As the ball hit the back of the Everton net, Fowler set off for the Gladwys Street end where the Everton faithful sit, then ran the full length of the pitch (so showing the sort of stamina which has been missing since his Liverpool days), slapping the top of his head as he did so, before celebrating in front of the travelling City fans. It was a bizarre sight, and what happened next came as no surprise.

Fowler was booked for inciting the crowd, and in this day and age, rightly or wrongly, it is something you have to accept; the referee had no option but to produce the yellow card. There was then a similarly predictable reaction; on Match of the Day the assumption was that Fowler was slapping his head to celebrate the fact he had scored a header, and across the media there was the usual line that his actions in trying to rile the Everton fans were typical of Robbie, and were regrettable. Merseyside Police got involved and asked City manager Kevin Keegan for his comments, which seems a bit of a overreaction but again is not surprising. 3 scenarios present themselves here; that an Everton fan complained to the Police; that the Police felt they had to be seen to take some action; or that a Senior Officer with no idea of what the Police’s priorities should be got involved. I suspect a combination of the three.

A few days later I was chatting to a mate of mine, an Evertonian who had been to the match. I wondered what he had thought? First off, he told me that all the way through the game, Fowler was being targeted by the Everton fans, and taunted with the chant “Smackhead”; this put Fowler’s reaction to his goal in a different light, I thought, and I was quite impressed. To respond to “smackhead” taunts by scoring a header, then celebrating by smacking you head, seems quite inspired; although still bound to attract the attentions of the referee.

“So,” I asked, “ how did the Everton fans react? We’re they appropriately incited?”
“I should say so,” said my mate, Mike, “the crowd went absolutely ballistic; the atmosphere was incredible.”

And this is my point really; Fowler was booked for inciting the crowd; but for inciting them to do what? If they had invaded the pitch, or attacked the City fans, or thrown bricks into the dugout, then Fowler could be said to have instigated something nasty; but was that ever likely to happen? In fact, he wound up the Evertonians so the volume of their singing and chanting increased, inevitably spurring the City fans to do the same, and the atmosphere of the game improved immensely as a result. And isn’t it the atmosphere that we really pay for when we hand over our absurd amounts of money at the Ticket Office?

Sometimes you wonder if sports commentators have any inkling about what fans really feel (the exception to this is the excellent Adrian Chiles on Match of the Day 2).

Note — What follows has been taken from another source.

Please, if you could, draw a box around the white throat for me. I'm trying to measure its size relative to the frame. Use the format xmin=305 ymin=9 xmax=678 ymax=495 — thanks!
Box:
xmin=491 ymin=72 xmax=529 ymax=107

The classic disconnect is on the subject of punch-ups on the field; for the media nothing appals them more than such indiscipline, which sets a bad example to the children watching, brings the games reputation into disrepute, blah blah blah…For a fan, particularly one watching a dull 0-0 stalemate on a cold evening, there is nothing better than a fight, to get the crowds tails up and turn up the volume, to get you supporting your wronged players (even if, secretly, you saw your defender get in that tug which provoked the opposition, and you would have been appalled yourself if the situation had been reversed; only it wasn’t ).

My mate said that it was the most exciting City/Everton game he had seen for ages; and we have seen some pretty bad ones between us over the years. That this game was different was partly due to Robbie Fowler and his incitment of the crowd. For his troubles he received a yellow card; he should have received the Man of the Match award, and our thanks.

UPDATE 15/1/05: Fowler scores again! And has a very good game overall, actually.